Settings can be defined for multiple environments

Data7 configuration management is based on the Dynaconf library. It supports defining settings given a particular environment. Meaning that you can define different values for the same setting depending on the environment your instance is associated with. By environment we mean, development, testing, staging, production to name a few.

You can define as many environments as you need. If none is active for the current instance (more on this later), Data7 will look for a default configuration.

# settings.yaml
default:
  # The default value if no other environment is defined or active
  debug: false

development:
  debug: true

testing:
  # Speed up tests
  debug: false

staging:
  # Better not expose logs publicly
  debug: false

production:
  # Strongly recommended
  debug: false

To activate a particular environment for your instance, you have two options:

  1. Define the ENV_FOR_DYNACONF environment variable with the environment name you want to activate, e.g. ENV_FOR_DYNACONF=staging.
  2. Set the ENV_FOR_DYNACONF value in a .env file:
ENV_FOR_DYNACONF=development

Setting names are case-insensitive

This is an important rule: each setting can be define in upper or lower case, e.g. debug and DEBUG are the same setting.

Tip for contributors

As a consequence, you can define your settings in lower case because it's more readable in your YAML configuration:

debug: true

And use the upper case form in the code:

from data7.conf import settings


print(f"{settings.DEBUG=}")

Settings can be overridden using environment variables

Every setting can be overridden by defining the corresponding environment variable (in uppercase) prefixed by DATA7_, e.g. for the debug setting, you can define the DATA7_DEBUG=false environment variable to override the value defined in the settings.yaml file.

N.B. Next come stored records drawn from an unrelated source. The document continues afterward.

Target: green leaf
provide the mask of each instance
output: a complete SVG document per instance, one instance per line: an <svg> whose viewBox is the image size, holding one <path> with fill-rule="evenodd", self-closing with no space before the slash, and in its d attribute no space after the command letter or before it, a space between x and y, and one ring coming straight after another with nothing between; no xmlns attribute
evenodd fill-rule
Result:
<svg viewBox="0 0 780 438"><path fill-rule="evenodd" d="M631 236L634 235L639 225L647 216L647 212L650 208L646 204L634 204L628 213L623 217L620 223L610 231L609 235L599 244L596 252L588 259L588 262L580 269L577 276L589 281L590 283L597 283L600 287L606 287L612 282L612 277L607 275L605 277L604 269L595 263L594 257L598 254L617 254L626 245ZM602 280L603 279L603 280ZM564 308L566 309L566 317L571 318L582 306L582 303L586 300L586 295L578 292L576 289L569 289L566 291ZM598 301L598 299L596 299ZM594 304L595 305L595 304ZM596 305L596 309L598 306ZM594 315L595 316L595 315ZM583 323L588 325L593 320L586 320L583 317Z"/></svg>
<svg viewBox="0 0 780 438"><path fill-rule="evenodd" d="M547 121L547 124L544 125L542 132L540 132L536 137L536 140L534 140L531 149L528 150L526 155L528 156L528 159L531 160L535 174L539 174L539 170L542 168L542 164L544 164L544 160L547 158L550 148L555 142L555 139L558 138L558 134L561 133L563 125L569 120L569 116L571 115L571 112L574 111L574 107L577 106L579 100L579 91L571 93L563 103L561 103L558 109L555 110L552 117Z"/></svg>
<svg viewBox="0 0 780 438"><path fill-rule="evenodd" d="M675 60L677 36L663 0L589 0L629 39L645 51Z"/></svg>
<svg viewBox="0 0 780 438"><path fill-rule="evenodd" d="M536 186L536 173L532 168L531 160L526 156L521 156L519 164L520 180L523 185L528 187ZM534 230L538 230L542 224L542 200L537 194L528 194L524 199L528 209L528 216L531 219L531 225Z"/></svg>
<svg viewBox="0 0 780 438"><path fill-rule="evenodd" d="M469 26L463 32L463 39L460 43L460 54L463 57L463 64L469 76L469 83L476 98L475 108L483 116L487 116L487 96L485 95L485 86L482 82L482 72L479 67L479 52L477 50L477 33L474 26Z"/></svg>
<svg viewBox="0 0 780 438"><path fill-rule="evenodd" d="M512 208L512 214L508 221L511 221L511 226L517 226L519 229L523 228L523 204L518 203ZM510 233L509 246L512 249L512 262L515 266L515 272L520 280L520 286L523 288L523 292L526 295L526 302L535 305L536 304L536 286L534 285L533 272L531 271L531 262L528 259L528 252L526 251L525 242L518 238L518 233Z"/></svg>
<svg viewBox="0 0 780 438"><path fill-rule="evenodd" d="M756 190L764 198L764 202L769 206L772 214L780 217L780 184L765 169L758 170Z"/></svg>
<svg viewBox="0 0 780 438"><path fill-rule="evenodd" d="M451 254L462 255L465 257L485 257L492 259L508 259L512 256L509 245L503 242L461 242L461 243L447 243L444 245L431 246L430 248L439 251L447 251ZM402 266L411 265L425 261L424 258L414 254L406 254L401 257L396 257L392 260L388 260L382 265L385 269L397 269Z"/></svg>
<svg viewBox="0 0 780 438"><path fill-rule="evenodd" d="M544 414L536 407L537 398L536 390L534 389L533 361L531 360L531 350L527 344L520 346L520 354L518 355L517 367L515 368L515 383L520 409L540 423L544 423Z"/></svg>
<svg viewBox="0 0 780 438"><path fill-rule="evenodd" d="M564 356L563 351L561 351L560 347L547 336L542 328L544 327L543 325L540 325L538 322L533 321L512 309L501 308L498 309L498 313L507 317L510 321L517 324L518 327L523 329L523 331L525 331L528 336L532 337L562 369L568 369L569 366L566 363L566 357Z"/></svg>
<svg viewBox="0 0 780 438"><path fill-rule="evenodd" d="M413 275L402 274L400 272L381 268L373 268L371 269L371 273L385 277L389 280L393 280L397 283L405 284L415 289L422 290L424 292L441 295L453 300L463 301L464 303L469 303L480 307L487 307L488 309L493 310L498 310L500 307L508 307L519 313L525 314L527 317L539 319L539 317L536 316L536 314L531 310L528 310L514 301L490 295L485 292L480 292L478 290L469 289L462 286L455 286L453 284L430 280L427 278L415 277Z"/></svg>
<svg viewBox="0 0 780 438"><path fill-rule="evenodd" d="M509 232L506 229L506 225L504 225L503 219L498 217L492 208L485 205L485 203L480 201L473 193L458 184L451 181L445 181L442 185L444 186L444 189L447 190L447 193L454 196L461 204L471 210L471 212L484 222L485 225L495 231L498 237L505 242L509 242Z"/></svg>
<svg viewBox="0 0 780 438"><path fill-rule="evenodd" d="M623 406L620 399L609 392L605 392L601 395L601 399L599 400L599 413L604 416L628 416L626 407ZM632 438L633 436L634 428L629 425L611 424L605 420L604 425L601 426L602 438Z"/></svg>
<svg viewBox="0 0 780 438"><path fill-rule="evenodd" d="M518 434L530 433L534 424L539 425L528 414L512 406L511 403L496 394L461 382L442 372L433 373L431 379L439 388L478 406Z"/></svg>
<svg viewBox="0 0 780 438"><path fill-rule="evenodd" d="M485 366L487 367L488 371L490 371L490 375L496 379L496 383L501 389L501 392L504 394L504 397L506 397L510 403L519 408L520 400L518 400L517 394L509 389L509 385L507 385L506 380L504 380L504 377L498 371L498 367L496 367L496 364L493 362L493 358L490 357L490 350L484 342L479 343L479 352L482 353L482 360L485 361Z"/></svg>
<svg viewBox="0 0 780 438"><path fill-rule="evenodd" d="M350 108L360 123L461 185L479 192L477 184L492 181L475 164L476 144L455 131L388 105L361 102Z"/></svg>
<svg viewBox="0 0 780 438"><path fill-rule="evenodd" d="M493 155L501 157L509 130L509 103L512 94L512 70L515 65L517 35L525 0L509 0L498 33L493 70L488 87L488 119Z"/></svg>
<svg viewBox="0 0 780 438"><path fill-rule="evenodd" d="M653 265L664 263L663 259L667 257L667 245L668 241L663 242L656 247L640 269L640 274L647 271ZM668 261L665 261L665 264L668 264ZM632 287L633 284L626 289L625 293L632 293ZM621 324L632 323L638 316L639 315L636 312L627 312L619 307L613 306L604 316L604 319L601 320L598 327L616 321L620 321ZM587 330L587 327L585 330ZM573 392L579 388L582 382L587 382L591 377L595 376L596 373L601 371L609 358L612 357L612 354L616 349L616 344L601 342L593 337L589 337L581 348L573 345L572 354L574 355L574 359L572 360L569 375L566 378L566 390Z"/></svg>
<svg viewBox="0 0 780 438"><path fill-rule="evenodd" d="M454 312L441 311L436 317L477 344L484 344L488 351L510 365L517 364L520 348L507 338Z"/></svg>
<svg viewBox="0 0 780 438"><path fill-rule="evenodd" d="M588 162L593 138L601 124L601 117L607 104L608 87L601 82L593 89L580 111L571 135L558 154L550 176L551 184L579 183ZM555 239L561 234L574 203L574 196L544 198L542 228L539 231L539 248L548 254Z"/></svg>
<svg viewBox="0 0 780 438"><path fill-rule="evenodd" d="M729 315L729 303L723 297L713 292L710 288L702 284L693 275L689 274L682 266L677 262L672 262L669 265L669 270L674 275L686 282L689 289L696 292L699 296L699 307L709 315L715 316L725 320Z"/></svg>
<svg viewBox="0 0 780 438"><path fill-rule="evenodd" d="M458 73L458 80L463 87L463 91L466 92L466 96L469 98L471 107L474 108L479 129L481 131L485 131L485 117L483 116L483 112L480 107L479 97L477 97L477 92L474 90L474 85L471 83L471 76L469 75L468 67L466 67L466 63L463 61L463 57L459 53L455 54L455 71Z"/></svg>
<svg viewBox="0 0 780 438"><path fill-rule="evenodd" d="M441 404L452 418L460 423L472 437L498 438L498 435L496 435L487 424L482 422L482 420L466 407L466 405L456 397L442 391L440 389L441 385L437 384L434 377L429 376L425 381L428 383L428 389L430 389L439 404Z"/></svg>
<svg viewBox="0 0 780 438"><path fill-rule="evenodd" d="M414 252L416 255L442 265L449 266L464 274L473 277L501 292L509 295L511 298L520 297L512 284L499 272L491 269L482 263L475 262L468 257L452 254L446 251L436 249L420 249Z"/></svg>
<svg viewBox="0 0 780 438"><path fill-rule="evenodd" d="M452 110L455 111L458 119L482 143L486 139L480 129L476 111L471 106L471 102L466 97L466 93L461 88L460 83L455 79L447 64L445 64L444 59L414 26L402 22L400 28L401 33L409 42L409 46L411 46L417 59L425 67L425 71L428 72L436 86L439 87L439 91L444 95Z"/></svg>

Use data7 init to boostrap your configuration

Data7 comes with a CLI that can help you boostraping your project (see the tutorial). Remember that the data7 init command will generate the three required configuration files for you. Once generated it's up to you to define your own environments and change setting values to suit your needs.

Configuration details

settings.yaml


DATASETS_ROOT_URL

The root URL that will prefix dataset URLs (e.g. the /d in /d/invoices.csv for the invoices dataset.)

Default: /d


CHUNK_SIZE

Size of batches to process, i.e. the number of SQL query result rows to process at each iteration.

Default: 5000


SCHEMA_SNIFFER_SIZE

The number of SQL query result rows used to infer a table schema (data types).

Default: 1000


DEFAULT_DTYPE_BACKEND

The backend used to infer data types while fetching data from the database. Possible values are: numpy_nullable or pyarrow (see Pandas documentation).

Default: pyarrow


PROFILER_INTERVAL

From pyinstrument's documentation:

The minimum time, in seconds, between each stack sample. This translates into the resolution of the sampling.

Default: 0.001


PROFILER_ASYNC_MODE

From pyinstrument's documentation:

Configures how this Profiler tracks time in a program that uses async/await.

Default: enabled


DEBUG

Set to true to enable debugging mode, logs and server response will be more explicit.

Default: false

Warning

We strongly recommend to keep default false value when running Data7 in production.


PROFILING

(De)Activate server request profiling. If set to True, adding the ?profile=1 argument to HTTP requests returns the profiling analysis instead of the expected requested dataset.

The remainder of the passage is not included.